Le Tribunal administratif de Nantes a rejeté la requête de Mme A... concernant des indus de revenu de solidarité active, d'aide personnalisée au logement et de prime d'activité. La requête était manifestement irrecevable car elle ne contenait ni conclusions ni moyens, en violation des articles R. 222-1 et R. 411-1 du code de justice administrative. Malgré une demande de régularisation, l'intéressée n'a pas fourni de mémoire complémentaire. L'ordonnance a donc rejeté la requête sans examen au fond.
Texte intégral
Vu la procédure suivante :
Par une requête, enregistrée le 30 juillet 2025, Mme B... A... saisit le tribunal d’un litige relatif à des indus de revenu de solidarité active, d’aide personnalisée au logement et de prime d’activité.

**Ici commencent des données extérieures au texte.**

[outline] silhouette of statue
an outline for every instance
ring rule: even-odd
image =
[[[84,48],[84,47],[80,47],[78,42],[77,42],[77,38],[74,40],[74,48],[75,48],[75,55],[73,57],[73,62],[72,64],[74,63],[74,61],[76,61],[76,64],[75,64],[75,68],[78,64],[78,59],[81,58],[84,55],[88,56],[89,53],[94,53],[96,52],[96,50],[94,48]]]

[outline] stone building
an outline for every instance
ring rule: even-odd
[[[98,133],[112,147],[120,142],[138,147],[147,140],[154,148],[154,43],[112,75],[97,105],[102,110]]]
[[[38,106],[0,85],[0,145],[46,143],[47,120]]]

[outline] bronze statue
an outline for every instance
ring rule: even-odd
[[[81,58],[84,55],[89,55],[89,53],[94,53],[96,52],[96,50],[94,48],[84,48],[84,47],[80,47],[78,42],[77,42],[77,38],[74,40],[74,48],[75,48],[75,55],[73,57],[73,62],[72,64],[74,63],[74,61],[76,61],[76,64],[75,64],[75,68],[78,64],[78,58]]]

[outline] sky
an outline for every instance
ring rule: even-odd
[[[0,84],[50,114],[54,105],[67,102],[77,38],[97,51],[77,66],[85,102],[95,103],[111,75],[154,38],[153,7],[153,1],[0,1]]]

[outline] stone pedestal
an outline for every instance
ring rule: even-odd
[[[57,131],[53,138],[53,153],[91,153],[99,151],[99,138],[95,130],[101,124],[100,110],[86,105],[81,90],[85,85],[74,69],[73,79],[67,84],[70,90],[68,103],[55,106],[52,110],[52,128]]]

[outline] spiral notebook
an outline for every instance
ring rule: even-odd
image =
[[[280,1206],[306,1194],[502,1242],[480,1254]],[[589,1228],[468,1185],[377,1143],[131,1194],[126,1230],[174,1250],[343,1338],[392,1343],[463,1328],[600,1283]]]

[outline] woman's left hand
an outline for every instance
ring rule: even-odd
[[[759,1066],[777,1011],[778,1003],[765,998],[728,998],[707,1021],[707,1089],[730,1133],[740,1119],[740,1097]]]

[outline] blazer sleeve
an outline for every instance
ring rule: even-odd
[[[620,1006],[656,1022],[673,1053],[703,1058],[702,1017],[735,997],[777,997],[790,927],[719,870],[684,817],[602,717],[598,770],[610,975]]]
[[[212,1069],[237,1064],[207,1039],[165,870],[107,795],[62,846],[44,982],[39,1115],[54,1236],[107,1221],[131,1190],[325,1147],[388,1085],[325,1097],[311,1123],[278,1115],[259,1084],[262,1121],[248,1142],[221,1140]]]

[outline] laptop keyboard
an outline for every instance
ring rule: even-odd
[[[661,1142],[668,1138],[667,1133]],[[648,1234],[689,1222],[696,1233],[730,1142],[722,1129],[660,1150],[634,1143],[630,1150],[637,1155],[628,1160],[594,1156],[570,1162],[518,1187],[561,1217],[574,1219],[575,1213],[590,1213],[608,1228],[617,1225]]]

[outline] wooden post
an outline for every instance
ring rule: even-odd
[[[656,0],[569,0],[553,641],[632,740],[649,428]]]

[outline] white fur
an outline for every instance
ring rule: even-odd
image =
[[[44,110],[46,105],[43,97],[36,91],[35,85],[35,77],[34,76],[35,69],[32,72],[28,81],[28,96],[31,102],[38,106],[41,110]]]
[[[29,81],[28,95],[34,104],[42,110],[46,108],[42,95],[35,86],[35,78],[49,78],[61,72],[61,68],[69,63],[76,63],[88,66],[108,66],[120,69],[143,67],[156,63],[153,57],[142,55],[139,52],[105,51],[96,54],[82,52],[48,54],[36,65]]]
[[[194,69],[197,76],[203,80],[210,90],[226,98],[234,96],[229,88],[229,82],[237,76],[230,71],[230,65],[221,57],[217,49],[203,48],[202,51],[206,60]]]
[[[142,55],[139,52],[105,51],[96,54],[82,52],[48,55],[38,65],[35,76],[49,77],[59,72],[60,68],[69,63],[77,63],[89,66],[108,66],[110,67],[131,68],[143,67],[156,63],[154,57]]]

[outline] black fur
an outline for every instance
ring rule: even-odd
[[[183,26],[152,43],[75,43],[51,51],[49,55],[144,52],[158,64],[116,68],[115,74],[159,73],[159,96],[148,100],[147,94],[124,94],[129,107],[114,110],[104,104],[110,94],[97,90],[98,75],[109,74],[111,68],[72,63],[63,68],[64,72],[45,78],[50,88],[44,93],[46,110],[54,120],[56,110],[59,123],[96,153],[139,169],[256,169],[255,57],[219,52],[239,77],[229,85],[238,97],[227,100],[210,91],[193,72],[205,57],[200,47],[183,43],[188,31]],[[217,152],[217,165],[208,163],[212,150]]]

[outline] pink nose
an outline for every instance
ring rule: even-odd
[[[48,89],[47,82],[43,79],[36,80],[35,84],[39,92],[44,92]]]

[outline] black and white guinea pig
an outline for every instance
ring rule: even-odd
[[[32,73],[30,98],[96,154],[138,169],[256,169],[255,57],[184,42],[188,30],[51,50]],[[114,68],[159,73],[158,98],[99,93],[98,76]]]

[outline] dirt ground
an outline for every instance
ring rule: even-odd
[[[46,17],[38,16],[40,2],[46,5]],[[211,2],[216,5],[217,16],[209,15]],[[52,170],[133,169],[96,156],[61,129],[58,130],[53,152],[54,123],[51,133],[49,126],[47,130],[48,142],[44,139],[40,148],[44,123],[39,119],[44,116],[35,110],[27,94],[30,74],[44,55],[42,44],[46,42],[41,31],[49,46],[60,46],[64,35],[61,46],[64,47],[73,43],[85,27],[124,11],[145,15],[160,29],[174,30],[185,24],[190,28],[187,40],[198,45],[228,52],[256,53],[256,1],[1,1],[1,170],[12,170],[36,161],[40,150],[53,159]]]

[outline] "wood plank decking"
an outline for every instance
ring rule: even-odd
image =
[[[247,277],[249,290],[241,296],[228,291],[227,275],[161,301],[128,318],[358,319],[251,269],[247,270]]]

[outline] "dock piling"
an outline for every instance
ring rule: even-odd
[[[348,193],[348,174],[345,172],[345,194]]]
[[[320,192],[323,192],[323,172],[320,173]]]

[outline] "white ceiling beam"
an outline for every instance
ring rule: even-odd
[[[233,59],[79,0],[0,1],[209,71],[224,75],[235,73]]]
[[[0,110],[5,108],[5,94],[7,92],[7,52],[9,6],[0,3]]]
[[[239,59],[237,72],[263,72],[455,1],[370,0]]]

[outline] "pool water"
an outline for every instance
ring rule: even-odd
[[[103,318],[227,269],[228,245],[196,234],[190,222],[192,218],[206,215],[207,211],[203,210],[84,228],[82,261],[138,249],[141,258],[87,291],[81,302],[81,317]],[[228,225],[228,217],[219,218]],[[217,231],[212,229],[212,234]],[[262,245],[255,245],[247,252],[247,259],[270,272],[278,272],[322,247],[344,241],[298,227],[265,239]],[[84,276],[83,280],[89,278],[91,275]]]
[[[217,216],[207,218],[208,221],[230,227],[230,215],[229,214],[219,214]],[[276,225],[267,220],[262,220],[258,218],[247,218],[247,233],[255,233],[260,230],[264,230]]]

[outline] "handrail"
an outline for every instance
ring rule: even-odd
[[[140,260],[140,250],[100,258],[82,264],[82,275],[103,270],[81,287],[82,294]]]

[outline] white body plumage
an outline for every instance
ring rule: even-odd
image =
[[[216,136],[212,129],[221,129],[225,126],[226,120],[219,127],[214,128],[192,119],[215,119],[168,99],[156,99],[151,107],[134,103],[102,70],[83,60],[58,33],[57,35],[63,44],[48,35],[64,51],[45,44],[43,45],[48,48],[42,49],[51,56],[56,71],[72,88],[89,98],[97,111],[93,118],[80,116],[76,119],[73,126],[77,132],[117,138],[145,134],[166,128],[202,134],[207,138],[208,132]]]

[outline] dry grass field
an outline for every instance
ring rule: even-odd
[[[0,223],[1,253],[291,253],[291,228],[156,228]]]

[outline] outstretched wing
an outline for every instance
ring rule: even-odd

Vu les autres pièces du dossier.
Vu le code de justice administrative.
Considérant ce qui suit :
1.
Aux termes de l’article R. 222-1 du code de justice administrative : « Les présidents de tribunal administratif (…), les premiers vice-présidents des tribunaux (…) et les présidents de formation de jugement des tribunaux (…) peuvent, par ordonnance : (...) / 4° Rejeter les requêtes manifestement irrecevables, lorsque la juridiction n'est pas tenue d'inviter leur auteur à les régulariser (…) ». Aux termes de l’article R. 411-1 du même code : « La juridiction est saisie par requête. La requête (…) contient l’exposé des faits et moyens, ainsi que l’énoncé des conclusions soumises au juge. L’auteur d’une requête ne contenant l’exposé d’aucun moyen ne peut la régulariser par le dépôt d’un mémoire exposant un ou plusieurs moyens que jusqu’à l’expiration du délai de recours ».
2.
Mme A... se borne à transmettre différents courriers de la caisse d’allocations familiales de la Loire-Atlantique relatifs à des indus de prime d’activité, d’aide personnalisée au logement et de revenu de solidarité active, ainsi que d’attestations justifiant de sa qualité de demandeuse d’emploi. Toutefois, cette transmission, dépourvue de toute conclusion et de tout moyen, ne saurait être regardée comme constituant une requête. En dépit de l’envoi à l’intéressée d’une demande de régularisation de sa requête, dont il a accusé réception le 7 octobre 2025, celle-ci n’a pas déposé de mémoire complémentaire assorti de moyens. Par suite, sa requête est entachée d’une irrégularité manifeste et doit être rejetée en application du 4° de l’article R. 222-1 précité du code de justice administrative.
O R D O N N E :
Article 1er : La requête de Mme B... A... est rejetée.
Article 2 : La présente ordonnance sera notifiée Mme B... A....
Fait à Nantes, le 16 janvier 2026.
La présidente,
M.-P. ALLIO-ROUSSEAU
La République mande et ordonne au préfet de la Loire-Atlantique en ce qui le concerne ou à tous commissaires de justice à ce requis en ce qui concerne les voies de droit commun contre les parties privées, de pourvoir à l’exécution de la présente décision.